Each week a song title will be chosen as a theme. Here's where you blog it. And probably get it stuck in your head.....

26 July 2006

OK, I'll start.

As I've said before, I'm pretty virginal lately. NOT by choice. It sucks really...unless, of course, I look at my past & the men I've been with. Looking at it THAT way, I should cheer - whoo whoooot!! I'm SINGLE!! NO SHIT-THAT-COMES-WITH-MEN!!! NO SEX!! Wait. Stop. No sex?? I love sex, I love intimancy (??)...I. LOVE. HUGS. Hugs make me feel safe. Life will be OK if I get a hug that tells me it's so. no.matter.what.

My last boyfriend was all right. We still talk. I just decided it wasn't going to work because 1.) I didn't want to be his mother. 2.) I didn't want to be his therapist. 3.) His porn collection beat any porn store's. ANYWHERE. (Some is fine, but really - trust me on this) 4.) HE.WAS.A.PIG. Had something against showering every day (which I found out after the "newness" wore off), and OMG - his house. (long distance, so this took time to find out) Truly, I should have taken pictures. But when I get lonely (not often, but it happens), & start wondering if you CAN, TRULY, become a VIRGIN ALL OVER AGAIN.......I think of him. And after I think about the S_X (you know, the stuff that makes you a NON-virgin).....I realize one of my best memories of him was standing in line at a cafe....late Saturday morning....I was leaning back into him, he had his arms on my shoulders, leaning into me, his head leaning on mine. Not saying a word - either of us. Comfort. Totally. THAT'S what I've come to miss the most. Batteries & all the toys in the world won't give you that..........

2 Comments:

Blogger kT said...

But at least you don't have to bathe the toys. Well, you have to wash them, but they don't stink on their own.

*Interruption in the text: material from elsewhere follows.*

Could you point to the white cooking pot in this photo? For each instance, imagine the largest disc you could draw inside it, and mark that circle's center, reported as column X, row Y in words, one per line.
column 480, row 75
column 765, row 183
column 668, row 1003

I know what you mean about not wanting to play mom or therapist. You have a child. If I wanted one, I could have one. And therapists get PAID. (of course, so do prostitutes). I don't know where I'm going with any of that.

You give it a go. You see what comes of it. When it doesn't work out, it's really best if you move on. Or that's what I've learned so far.

2:20 PM

 
Blogger Tug said...

True story, because it gets to the point where the comfort isn't there anymore then. And your toy bathing & prostitute comments cracked me up!!